Journal of the American Chemical Society, Vol.138, No.24, 7718-7724, 2016
Intrinsic "Vacancy Point Defect" Induced Electrochemiluminescence from Coreless Supertetrahedral Chalcogenide Nanocluster
A deep understanding of distinct functional differences of various defects in semiconductor materials is conducive to effectively control and rationally tune defect-induced functionalities. However, such research goals remain a substantial challenge due to great difficulties in identifying the defect types and distinguishing their own roles, especially when various defects coexist in bulk or nanoscale material. Hereby, we subtly selected a molecular-type semiconductor material as structural mode composed of supertetrahedral chalcogenide Cd-In-S nanoclusters (NCs) with intrinsic vacancy point defect at the core site and antisite point defects at the surface of supertetrahedron and successfully established the correlation of those point defects with their own electrochemiluminescence (ECL) behaviors. The multi-channel ECL properties were recorded, and the corresponding reaction mechanisms were also proposed. The predominant radiation recombination path of ECL emission peak at 585 nm was significantly distinguished from asymmetrically broad PL emission with a peak at 490 nm. In addition, the ECL performance of the coreless supertetrahedral chalcogenide nanocluster can be modulated by atomically precise doping of monomanganese ion at the core vacant site. A relatively high ECL efficiency of 2.1% was also gained. Actually, this is the first investigation of ECL behavior of semiconductor materials based on supertetrahedral chalcogenide nanoduster in aqueous solution.
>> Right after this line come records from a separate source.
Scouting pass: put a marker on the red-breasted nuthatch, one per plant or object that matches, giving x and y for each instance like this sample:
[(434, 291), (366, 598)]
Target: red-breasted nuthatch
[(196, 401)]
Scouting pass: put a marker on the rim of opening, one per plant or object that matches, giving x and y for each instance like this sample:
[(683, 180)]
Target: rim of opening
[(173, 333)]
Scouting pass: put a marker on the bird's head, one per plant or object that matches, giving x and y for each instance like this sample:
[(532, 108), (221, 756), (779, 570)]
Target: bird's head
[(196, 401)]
Current research may open up a new avenue to probe the roles of various different defects with defined composition and position in the NC. The versatile and bright ECL properties of Cd-In-S-NC combined with tunable ECL potential and ECL peak suggest that the new kind of NC-based ECL material may hold great promising for its potential applications in electrochemical analysis, sensing and imaging.